Saturday, April 30, 2016

Stone Door (Franklin County, Tennessee)

 

The second hike for the day is in the South Cumberland State Park - a site known as Stone Door. My friend Dawn had suggested this spot and just like the previous hike, it didn't disappoint. Essentially, this entire area sits on a limestone plateau with the cliffs overlooking a bright green sea of deciduous forest. It's late in the afternoon and the skies are looking pretty gray, but with the trail distances listed as nothing more than about a mile each way, we are confident we can make it and back before the clouds open up - little did we know...


Before heading taking the right fork of the trail towards Stone Door, we decide to head to the left and visit a small, but interesting waterfall called Laurel Falls. The hike listed as only a couple of hundred yards, but the steep staircase down to the viewing area make it a good work out. This great setting allows the visitor to walk right out to the edge of the falls, which while flowing nicely are not truly raging at this moment. The falls is not all that tall, but plummets into a pool and rock pile below - better to watch my step here.

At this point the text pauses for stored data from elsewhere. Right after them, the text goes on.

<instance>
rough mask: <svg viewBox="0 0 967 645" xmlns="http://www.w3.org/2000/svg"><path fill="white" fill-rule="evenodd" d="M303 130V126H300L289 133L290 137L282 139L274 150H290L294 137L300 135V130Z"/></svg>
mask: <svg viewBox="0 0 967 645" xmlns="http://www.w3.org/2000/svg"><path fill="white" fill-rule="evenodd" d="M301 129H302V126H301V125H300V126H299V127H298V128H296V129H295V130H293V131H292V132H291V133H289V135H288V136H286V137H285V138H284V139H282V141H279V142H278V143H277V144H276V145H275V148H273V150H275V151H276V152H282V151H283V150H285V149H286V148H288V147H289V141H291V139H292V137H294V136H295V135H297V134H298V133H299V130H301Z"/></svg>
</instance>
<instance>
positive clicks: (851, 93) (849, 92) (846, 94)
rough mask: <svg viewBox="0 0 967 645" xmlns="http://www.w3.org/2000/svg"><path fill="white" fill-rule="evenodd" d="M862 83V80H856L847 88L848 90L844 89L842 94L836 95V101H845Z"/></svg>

Returning to the parking lot, we take the other trail headed for the Stone Gate. The forest here is as lush as I remember them being in the mid-west of my child-hood. The trail starts on pavement, but quickly turns to well maintained dirt. We stop to survey the view from a wooden lookout. You can see for miles here and it's green all the way to the horizon. A few turkey buzzards fly by overhead to see who is invading their territory, but the seem to evaluate us as little or no threat and go on about their business.


Crossing a couple of small wooden bridges, we finally arrive at the feature known as Stone Door. Dawn says it reminds her of Hobbiton from Tolkien's great works, and I can definitely see why. The ancient boulders and cliffs make for a great setting. We scamper around the top of this magnificent cliff for a while taking a few shots. I'm amazed at the erosion beneath the cliff and ask how long she thinks it will be before the overhang breaks off. I think that thought startled her a little bit, but it looks safe enough for now.


As a few rain drops begin to fall, we decide to hurry up our itinerary a bit and make it over to the other side of this cliff to visit the Stone Door itself. It's just a few yards away. The cliff has already started to separate from the larger plateau and over the millennia and has opened up a narrow passage through the crag. A gnarled old tree greets us as we start down the human carved staircase through the crag. Looking back up, I'm reminded of Aragorn entering the mountain stronghold seeking assistance from the Army of the Dead in the great battle of the Pellenor Fields to come. 


The rain begins to pick up and while we want to stay longer and take in more of this magnificent locale, we decide the wiser choice is to head back to the car. We push our pace a little bit, but it's not enough, the rain begins to beat down harder and harder. We are a mile into the woods with no rain gear when clouds eventually open up completely. Staying dry is a completely lost cause and by the time we reach the car, we are soaked to the bone. We only ended up hiking about two miles, but the company, the amazing vistas and monsoon adventure at the end made it well worth the trip.